The problem our nation is facing is too complex to be solved with simple campaign platitudes.
If that were the case, there would not be a growing obesity problem, because all officials would have to say is “eat less,” our drug problem would be nonexistent because we could “just say no,” and driving under the influence would not be a problem because all we have to say is “don’t drink and drive.”
Regrettably those sayings, while imparting an important message, don’t eliminate all of the psychological factors that result in overeating, addiction and drunken driving, along with a host of other human foibles.
And the simple solutions prompted by last weekend’s mass shootings in El Paso, Dayton and Chicago won’t simply wipe away the problem of violent attacks.

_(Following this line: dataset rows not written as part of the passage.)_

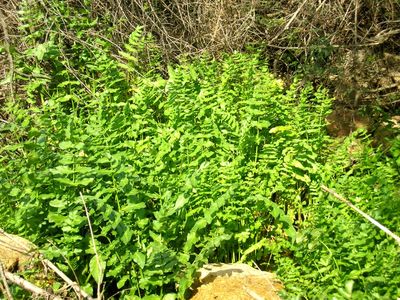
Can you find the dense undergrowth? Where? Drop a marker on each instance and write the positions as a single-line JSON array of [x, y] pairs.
[[208, 161]]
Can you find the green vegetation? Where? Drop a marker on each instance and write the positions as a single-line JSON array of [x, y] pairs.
[[207, 160]]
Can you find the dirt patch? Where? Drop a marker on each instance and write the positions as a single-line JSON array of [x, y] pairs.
[[235, 282], [15, 251]]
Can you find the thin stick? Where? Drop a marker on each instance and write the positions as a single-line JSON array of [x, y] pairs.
[[9, 56], [369, 218], [5, 284], [94, 249], [290, 21], [26, 285], [74, 285]]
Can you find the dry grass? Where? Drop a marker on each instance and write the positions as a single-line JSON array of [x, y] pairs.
[[328, 37]]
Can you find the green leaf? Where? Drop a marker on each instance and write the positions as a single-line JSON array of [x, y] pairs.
[[140, 259], [97, 268]]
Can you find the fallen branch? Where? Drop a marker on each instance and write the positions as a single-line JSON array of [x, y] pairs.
[[71, 283], [6, 292], [26, 285], [366, 216]]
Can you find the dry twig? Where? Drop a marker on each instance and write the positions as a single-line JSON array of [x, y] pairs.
[[28, 286], [6, 289], [359, 211]]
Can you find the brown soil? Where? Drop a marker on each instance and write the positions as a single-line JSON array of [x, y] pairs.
[[236, 282], [15, 251]]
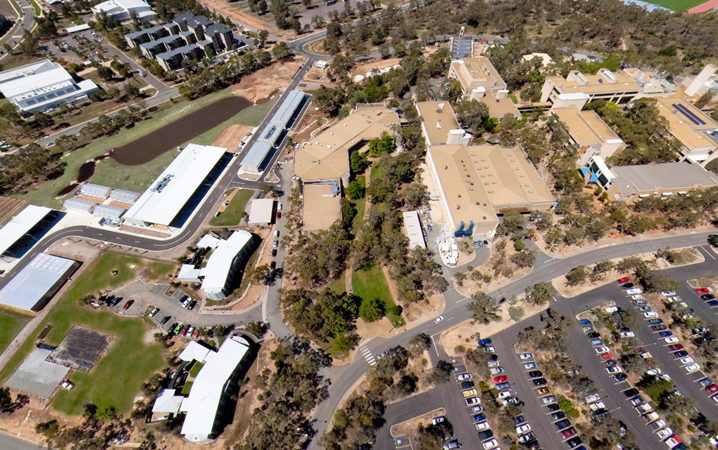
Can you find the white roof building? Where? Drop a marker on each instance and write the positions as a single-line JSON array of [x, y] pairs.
[[209, 387], [42, 86], [169, 193], [412, 228], [33, 287], [261, 211], [223, 265], [20, 225], [122, 9]]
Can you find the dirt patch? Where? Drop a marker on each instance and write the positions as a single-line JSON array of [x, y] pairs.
[[460, 335], [265, 82], [231, 137]]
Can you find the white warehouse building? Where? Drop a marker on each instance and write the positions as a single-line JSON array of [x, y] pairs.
[[42, 86]]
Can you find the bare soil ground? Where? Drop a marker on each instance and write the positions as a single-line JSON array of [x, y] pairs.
[[265, 82], [231, 137]]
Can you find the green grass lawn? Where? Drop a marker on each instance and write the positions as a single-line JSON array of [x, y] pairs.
[[45, 194], [251, 117], [119, 375], [234, 211], [11, 323], [372, 284]]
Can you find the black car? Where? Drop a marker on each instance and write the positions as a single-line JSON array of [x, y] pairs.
[[630, 393], [485, 435]]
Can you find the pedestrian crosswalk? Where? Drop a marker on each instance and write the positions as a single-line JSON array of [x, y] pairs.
[[367, 355]]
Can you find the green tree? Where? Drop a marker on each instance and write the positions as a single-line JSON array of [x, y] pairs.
[[371, 309]]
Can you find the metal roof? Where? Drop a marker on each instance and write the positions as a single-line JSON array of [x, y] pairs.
[[33, 282], [170, 191], [95, 190], [20, 225], [208, 387], [220, 261]]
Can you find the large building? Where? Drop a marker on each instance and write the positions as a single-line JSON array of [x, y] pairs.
[[176, 189], [476, 183], [589, 133], [695, 130], [125, 9], [619, 87], [226, 264], [33, 287], [273, 134], [650, 180], [42, 86]]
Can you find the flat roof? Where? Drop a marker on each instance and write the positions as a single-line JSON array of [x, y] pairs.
[[438, 119], [585, 127], [34, 281], [321, 207], [261, 210], [168, 194], [412, 227], [204, 397], [326, 156], [677, 176], [220, 261], [20, 225], [687, 123]]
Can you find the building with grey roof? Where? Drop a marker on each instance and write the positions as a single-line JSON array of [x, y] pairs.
[[33, 287]]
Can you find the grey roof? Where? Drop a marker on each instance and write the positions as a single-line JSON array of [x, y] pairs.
[[95, 190], [28, 288], [122, 196], [679, 176]]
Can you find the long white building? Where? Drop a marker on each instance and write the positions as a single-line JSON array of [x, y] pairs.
[[42, 86]]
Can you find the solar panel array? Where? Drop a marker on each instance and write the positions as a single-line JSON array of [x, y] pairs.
[[688, 113]]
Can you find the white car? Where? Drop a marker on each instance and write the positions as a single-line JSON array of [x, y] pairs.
[[523, 428], [664, 433]]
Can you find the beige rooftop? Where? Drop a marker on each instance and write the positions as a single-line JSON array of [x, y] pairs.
[[476, 72], [437, 119], [321, 208], [691, 134], [585, 127], [479, 180], [326, 156]]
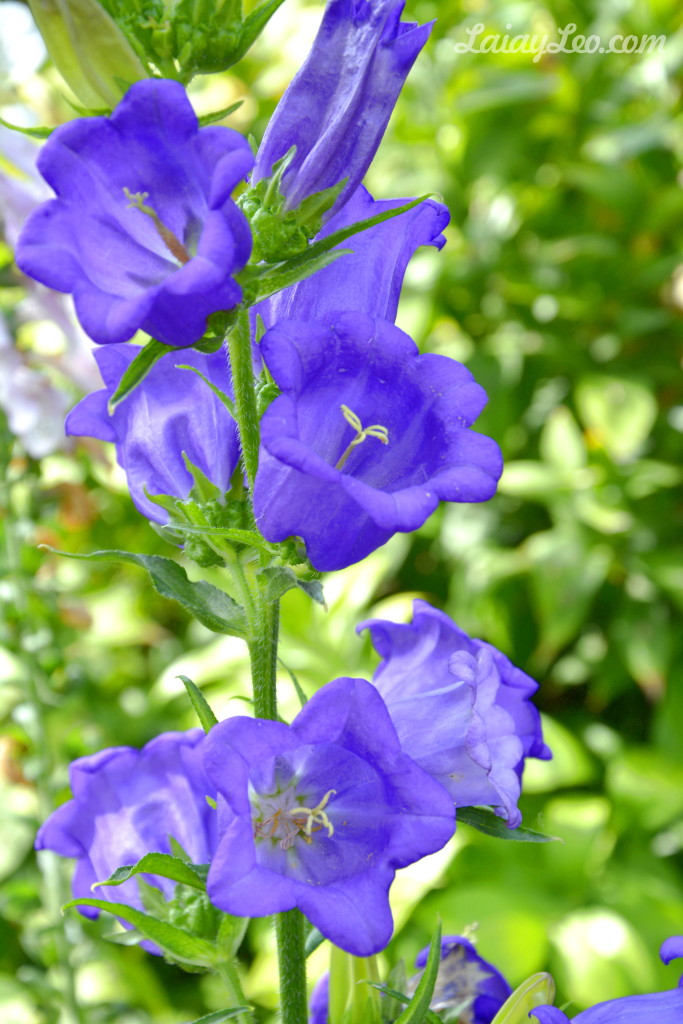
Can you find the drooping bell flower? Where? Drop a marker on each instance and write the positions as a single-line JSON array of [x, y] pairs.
[[127, 803], [319, 814], [170, 412], [369, 279], [461, 709], [142, 232], [338, 105], [366, 438], [655, 1008]]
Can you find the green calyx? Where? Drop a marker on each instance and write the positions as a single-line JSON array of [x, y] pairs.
[[183, 38], [280, 233]]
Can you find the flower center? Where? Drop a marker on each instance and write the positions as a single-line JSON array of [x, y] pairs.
[[376, 430], [174, 246], [288, 823]]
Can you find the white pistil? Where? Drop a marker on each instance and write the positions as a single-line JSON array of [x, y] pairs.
[[376, 430]]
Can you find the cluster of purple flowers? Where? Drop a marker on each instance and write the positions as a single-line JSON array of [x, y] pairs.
[[364, 439], [319, 814], [367, 435]]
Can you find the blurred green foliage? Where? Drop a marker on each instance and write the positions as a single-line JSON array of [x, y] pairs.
[[561, 288]]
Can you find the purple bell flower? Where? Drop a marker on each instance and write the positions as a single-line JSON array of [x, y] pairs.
[[127, 803], [338, 105], [461, 709], [464, 979], [464, 975], [319, 814], [370, 279], [657, 1008], [170, 412], [357, 379], [142, 232]]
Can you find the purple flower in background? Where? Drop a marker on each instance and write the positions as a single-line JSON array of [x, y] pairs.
[[142, 232], [370, 279], [657, 1008], [337, 108], [465, 980], [170, 412], [356, 380], [466, 983], [319, 815], [461, 709], [127, 803]]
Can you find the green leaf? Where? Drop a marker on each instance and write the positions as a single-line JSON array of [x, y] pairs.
[[182, 947], [137, 371], [33, 132], [280, 579], [538, 990], [210, 119], [157, 863], [221, 1015], [317, 255], [488, 823], [201, 706], [227, 401], [208, 604], [418, 1009], [393, 993]]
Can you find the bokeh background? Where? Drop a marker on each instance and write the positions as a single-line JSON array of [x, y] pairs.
[[561, 288]]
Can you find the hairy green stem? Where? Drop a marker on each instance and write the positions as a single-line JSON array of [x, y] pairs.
[[242, 366], [289, 928]]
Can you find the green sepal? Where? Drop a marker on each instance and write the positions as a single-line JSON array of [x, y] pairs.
[[276, 580], [538, 990], [33, 132], [418, 1010], [488, 823], [157, 863], [201, 706], [184, 948], [263, 281], [210, 119], [137, 370], [226, 400], [208, 604]]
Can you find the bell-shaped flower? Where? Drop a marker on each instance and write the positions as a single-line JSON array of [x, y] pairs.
[[655, 1008], [338, 105], [366, 438], [170, 412], [142, 231], [127, 803], [369, 279], [461, 709], [319, 814]]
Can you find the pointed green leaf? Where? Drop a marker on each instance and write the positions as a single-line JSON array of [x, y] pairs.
[[227, 401], [208, 604], [488, 823], [221, 1015], [181, 946], [210, 119], [33, 132], [538, 990], [157, 863], [137, 371], [417, 1010], [201, 706]]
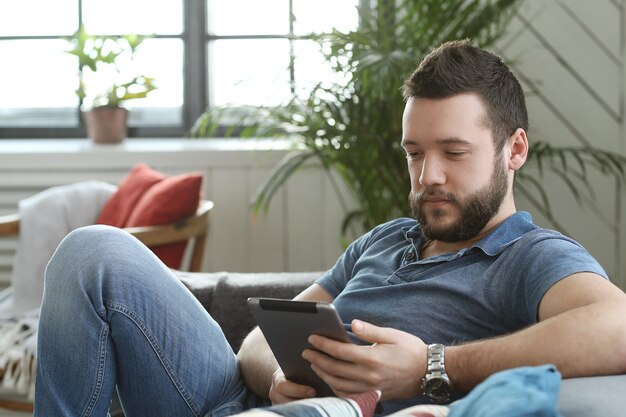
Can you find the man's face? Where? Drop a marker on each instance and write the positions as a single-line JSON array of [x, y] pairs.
[[457, 182]]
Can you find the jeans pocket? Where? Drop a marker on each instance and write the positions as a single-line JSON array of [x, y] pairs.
[[227, 409]]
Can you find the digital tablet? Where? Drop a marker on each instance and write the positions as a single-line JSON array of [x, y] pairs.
[[287, 325]]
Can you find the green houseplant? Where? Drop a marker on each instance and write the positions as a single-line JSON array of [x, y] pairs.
[[104, 84], [355, 128]]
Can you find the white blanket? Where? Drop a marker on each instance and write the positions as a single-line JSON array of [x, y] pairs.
[[45, 219]]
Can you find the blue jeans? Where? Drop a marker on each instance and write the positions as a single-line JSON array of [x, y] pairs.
[[113, 314]]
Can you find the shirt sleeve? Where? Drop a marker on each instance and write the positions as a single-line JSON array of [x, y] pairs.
[[550, 257]]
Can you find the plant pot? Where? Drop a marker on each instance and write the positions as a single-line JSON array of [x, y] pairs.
[[106, 124]]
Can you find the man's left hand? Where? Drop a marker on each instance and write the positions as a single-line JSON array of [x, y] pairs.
[[394, 363]]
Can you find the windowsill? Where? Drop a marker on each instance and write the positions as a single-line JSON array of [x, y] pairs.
[[65, 146], [17, 155]]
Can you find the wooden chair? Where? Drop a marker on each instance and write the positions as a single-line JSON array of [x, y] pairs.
[[193, 229]]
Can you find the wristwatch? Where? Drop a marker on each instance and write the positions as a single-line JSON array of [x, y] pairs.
[[436, 384]]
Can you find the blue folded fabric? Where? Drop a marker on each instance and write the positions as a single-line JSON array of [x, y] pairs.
[[520, 392]]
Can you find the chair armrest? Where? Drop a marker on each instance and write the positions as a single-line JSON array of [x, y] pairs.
[[9, 225]]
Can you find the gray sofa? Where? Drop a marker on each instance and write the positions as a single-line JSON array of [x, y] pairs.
[[224, 296]]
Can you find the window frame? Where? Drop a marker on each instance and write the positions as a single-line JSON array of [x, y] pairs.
[[196, 39]]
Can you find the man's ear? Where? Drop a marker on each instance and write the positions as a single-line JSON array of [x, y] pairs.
[[517, 149]]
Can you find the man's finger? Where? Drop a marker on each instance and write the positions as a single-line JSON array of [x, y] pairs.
[[373, 334]]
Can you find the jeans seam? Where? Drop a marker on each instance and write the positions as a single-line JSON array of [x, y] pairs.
[[100, 376], [134, 317]]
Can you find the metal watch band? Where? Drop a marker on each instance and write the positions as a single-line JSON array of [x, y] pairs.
[[436, 359]]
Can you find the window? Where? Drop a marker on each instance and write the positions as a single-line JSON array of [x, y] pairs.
[[202, 52]]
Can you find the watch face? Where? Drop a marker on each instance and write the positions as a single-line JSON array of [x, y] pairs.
[[437, 389]]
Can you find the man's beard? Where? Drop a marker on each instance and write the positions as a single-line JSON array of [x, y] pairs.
[[475, 210]]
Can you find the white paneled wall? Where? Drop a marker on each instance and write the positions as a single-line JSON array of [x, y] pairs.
[[569, 56], [300, 232]]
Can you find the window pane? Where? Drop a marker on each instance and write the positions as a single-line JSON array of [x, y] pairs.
[[248, 17], [24, 84], [114, 17], [311, 68], [313, 16], [33, 17], [249, 72], [163, 60], [33, 97]]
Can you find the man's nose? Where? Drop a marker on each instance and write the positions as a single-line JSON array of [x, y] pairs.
[[432, 173]]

In Dayton, Ohio, nine were killed, including Saint Francis University graduate student Nicholas Cumer, when a gunman opened fire in a nightlife district. Twenty-two died when a gunman opened fire at an El Paso, Texas, Walmart. Rarely mentioned is that seven died and 46 wounded in a series of shootings in Chicago last weekend.
The motives in these attacks seem as different as their locations.
Clearly, our nation needs to try to address the myriad factors spurring these deadly attacks.
It is a difficult task because no single answer will solve every case. It’s nearly impossible to stop a person determined to inflict terror or kill others for a seemingly incomprehensible reason.
And whatever actions are taken, care must be taken to protect the freedoms that make up the fabric of our culture and not create other problems.
Small, careful, incremental steps likely will be the best course as our society tries to address the racism, hatred, desire for fame and more fueling the problems that have blossomed in gun violence over recent decades.
These are noxious weeds in our field of our country that have taken root and will take time, planning and effort to try to control. Eradication of these cruel, hate-filled motives is a next to impossible task.
While we wish we could offer simple solutions to eliminate the danger of mass shootings, none are available.
We only advise people not to get fooled by political soundbites from any side in this debate. Any “solution” that can be summed up in 30 seconds oversimplifies the problem rather than solve it.